In between gulping copious amounts of beer and making my mouth a temporary chimney, I was hoping he would come back and borrow my lighter if having a conversation was out of the possibility. After we were done drinking, we decided to leave. And there was not a chance he could even give a nod of goodbye. I was not at all disappointed, though. I have come across similar bridges and I knew all too well that guys—even if they get pass their pride into introducing themselves—would never cross the line between being casual and being friendly. I was sober enough to realize it. It was just a nodding acquaintance—that I was sure of. So we started to drive home, taking a detour upon deciding that we take a swim buck naked to wash off drunkenness. It seemed too late so we ditched the plan; I talked my friends into going back to the boulevard, somewhat hoping that I would at least get to see enough of him to be able to make a vivid image for a dream.

By the time we got to the boulevard, they appeared to be discussing on whether it was about time to call it a night—some of them have already turned their engine on. I quickly got off the motorbike and sat on the pavement. A few seconds later, I saw him approaching from the corner of my eye. He sat beside me and smiled. My friends acted on the hint and excused themselves to buy cigarettes.

"Hi," he said, and smoked his cigarette.

"Hello," I replied with a huge grin I had been trying to hide from him earlier. What the hell.

"From where are you again?" he said, looking me straight in the eyes. I replied , and did the favour of looking him straight in the eyes, too. I prayed hard I would not blink for it was then that I noticed his eyes (I am such a sucker for beautiful eyes.) His eyes were two buttons that reminded me of a puppy's—the kind that just melts you without effort. I moved, and we sat face to face. We talked about seemingly mundane things, and laughed for no particular reasons. I guess my heart was deprived of any palpitations due to the alcohol because it did not skip a beat even if I could practically feel his breath on my face. Then there were moments of silence, and he would just stare at me, and I would do so, too.

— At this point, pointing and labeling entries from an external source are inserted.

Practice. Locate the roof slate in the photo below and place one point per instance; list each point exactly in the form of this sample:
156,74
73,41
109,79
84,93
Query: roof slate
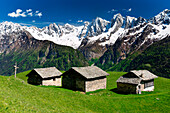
90,72
48,72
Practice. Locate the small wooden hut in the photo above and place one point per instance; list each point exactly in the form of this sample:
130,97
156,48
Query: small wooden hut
45,76
84,79
136,81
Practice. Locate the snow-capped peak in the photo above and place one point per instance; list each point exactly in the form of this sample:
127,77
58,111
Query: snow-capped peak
162,18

His smile did not fade, and it was that of a kid that just received an unexpected reward after having aced an exam.

"OK ra sa mga migo nimo nga naa ka diri?"

"OK ra, kasabot man sila." he said, keeping his eyes fixed on me. I was beginning to feel a burn in my stomach. Silence fell on us again until he brought the now-very-short cigarette to his lips, breathed the smoke in, and let out a little smoke from his pursed lips. I motioned to ask for a puff and he carefully handed me the stick. It was crazy how I allowed the filter that touched a stranger's lips to touch my own. I gave what remained to be one more puff back to him, and for the last time, he drew the cigarette to his lips. He threw the cigar butt down the slope of rocks and looked at me to smile.

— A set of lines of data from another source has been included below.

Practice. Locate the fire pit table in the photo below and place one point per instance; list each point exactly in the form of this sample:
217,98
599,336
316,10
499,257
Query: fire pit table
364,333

After what seemed to be a full episode of Growing up Gotti, which I often find too long, he said he had to leave. "Oh," I muttered, hearing disappointment in my own voice. He explained they were going somewhere else and that it was not possible for him to stay because someone needs to hitch a ride. I could be imagining it then, but I swear I saw a letdown on his eyes. I was silent.

"Exchange lang ta'g number," he lighted up, took out his phone and dictated his number, "Paring-i lang ko." After his phone buzzed with my number, he punched in my name. "So, I have to go. Text-text lang 'nya," he said as he stood up.

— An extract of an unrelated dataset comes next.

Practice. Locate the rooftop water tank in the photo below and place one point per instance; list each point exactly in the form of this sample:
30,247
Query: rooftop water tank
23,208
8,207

"OK." I said, realizing that it was a kiss of death. 'Text-text lang 'nya?'—who was he kidding! I looked as he walked away; as if on cue, my friends arrived.

Well, I was right- it was a kiss of death. You know what happened, or rather what did not happen. There's no disappointment in my part; any hope of further connection crashed the minute he uttered the words that meant it was just, indeed, a nodding acquaintance to him. I should blame it on my being intoxicated to think that it could be something. I could also blame it on my constantly hoping that I may find a spark. I could even blame it on his eyes. But truth is, I feel no need for blame; it was simply another ball in my ring, if you take my meaning.